In the Tulare County town of Ducor, about 150 miles north of Santa Paula, Limoneira installed four smaller solar arrays that together generate another full megawatt of electricity to power 250-horsepower motors that pump deep well water into reservoirs for the irrigation of 1,000 agricultural acres. It is estimated that, over their expected 25-year lifespan, Limoneira's solar generation of 84 million kilowatt hours will save at least 64,000 tons of greenhouse gases that would have otherwise been emitted by an ordinary oil- or coal-firing power plant.

===Water rights===
Through Limoneira's land position, historic water use, sustainable land use practices and by making investments in infrastructure, The Company has developed long-term, firm and reliable rights to water sufficient to meet any of The Company's land use objectives.

===Organic recycling===
In 2004, Limoneira Company partnered with Agromin to create an innovative organic recycling program.

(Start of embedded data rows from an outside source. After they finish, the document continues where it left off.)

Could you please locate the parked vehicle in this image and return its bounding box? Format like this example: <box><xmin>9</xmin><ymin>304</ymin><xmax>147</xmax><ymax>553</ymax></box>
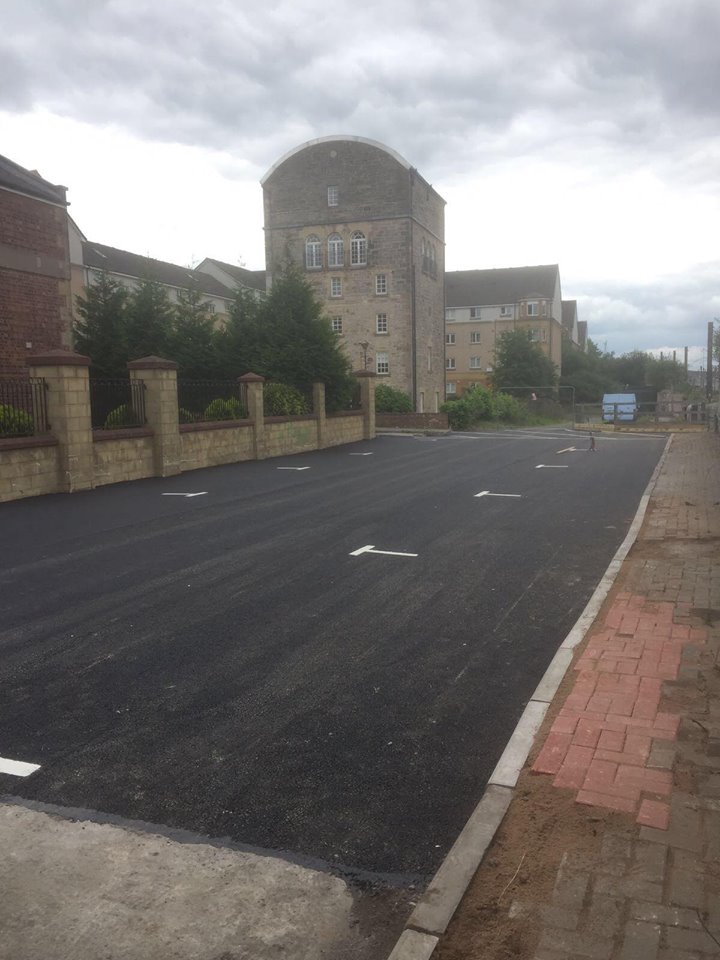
<box><xmin>603</xmin><ymin>393</ymin><xmax>638</xmax><ymax>423</ymax></box>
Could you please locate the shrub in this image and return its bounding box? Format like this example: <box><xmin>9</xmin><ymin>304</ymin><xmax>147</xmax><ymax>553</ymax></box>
<box><xmin>204</xmin><ymin>397</ymin><xmax>245</xmax><ymax>422</ymax></box>
<box><xmin>0</xmin><ymin>403</ymin><xmax>35</xmax><ymax>437</ymax></box>
<box><xmin>375</xmin><ymin>383</ymin><xmax>412</xmax><ymax>413</ymax></box>
<box><xmin>263</xmin><ymin>383</ymin><xmax>310</xmax><ymax>417</ymax></box>
<box><xmin>103</xmin><ymin>403</ymin><xmax>138</xmax><ymax>430</ymax></box>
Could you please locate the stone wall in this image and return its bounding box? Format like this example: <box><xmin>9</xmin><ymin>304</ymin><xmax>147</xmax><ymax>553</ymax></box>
<box><xmin>0</xmin><ymin>360</ymin><xmax>375</xmax><ymax>501</ymax></box>
<box><xmin>325</xmin><ymin>410</ymin><xmax>363</xmax><ymax>447</ymax></box>
<box><xmin>180</xmin><ymin>420</ymin><xmax>253</xmax><ymax>472</ymax></box>
<box><xmin>0</xmin><ymin>437</ymin><xmax>58</xmax><ymax>501</ymax></box>
<box><xmin>93</xmin><ymin>429</ymin><xmax>155</xmax><ymax>487</ymax></box>
<box><xmin>375</xmin><ymin>413</ymin><xmax>450</xmax><ymax>430</ymax></box>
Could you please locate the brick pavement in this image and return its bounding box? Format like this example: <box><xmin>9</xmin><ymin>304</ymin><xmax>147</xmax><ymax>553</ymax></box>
<box><xmin>524</xmin><ymin>434</ymin><xmax>720</xmax><ymax>960</ymax></box>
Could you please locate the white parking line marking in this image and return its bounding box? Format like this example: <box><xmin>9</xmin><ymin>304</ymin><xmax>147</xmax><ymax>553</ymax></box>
<box><xmin>349</xmin><ymin>543</ymin><xmax>417</xmax><ymax>557</ymax></box>
<box><xmin>0</xmin><ymin>757</ymin><xmax>40</xmax><ymax>777</ymax></box>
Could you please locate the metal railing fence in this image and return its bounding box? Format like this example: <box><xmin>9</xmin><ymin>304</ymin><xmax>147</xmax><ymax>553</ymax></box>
<box><xmin>177</xmin><ymin>380</ymin><xmax>247</xmax><ymax>423</ymax></box>
<box><xmin>90</xmin><ymin>379</ymin><xmax>146</xmax><ymax>430</ymax></box>
<box><xmin>0</xmin><ymin>377</ymin><xmax>49</xmax><ymax>439</ymax></box>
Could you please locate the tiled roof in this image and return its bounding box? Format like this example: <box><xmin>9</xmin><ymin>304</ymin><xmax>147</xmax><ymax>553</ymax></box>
<box><xmin>445</xmin><ymin>263</ymin><xmax>559</xmax><ymax>307</ymax></box>
<box><xmin>82</xmin><ymin>240</ymin><xmax>234</xmax><ymax>300</ymax></box>
<box><xmin>0</xmin><ymin>157</ymin><xmax>67</xmax><ymax>206</ymax></box>
<box><xmin>204</xmin><ymin>257</ymin><xmax>265</xmax><ymax>293</ymax></box>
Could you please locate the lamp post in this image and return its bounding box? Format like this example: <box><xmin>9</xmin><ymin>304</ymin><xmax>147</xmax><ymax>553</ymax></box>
<box><xmin>358</xmin><ymin>340</ymin><xmax>372</xmax><ymax>370</ymax></box>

Agromin is a manufacturer of premium soil products and the green waste recycler for more than 50 communities cities in Los Angeles, Orange, Santa Barbara, and Ventura Counties. Limoneira and Agromin developed a 10 acre on Limoneira land to receive green materials (lawn clipping, leaves, bark, plant materials) from throughout Ventura County. The material is converted into mulch that is spread in Limoneira orchards to curb erosion, improve water efficiency, reduce weeds and moderate soil temperatures.

===Integrated pest management===
Limoneira was one of the founders of Associates Insectary. This grower-owned cooperative was formed in 1928 and provides pest control services to commercial citrus and avocado farmers. Beneficial insects are bred to control destructive agricultural pests. Limoneira maintains a complete Integrated Pest Management system to bring our sustainably-grown products to market.

==Achievements==
- Received recognition from The White House.
- Received IPM Innovator Award at California Legislature Assembly Resolution.
- IPM Innovator award by California Environmental Protection Agency.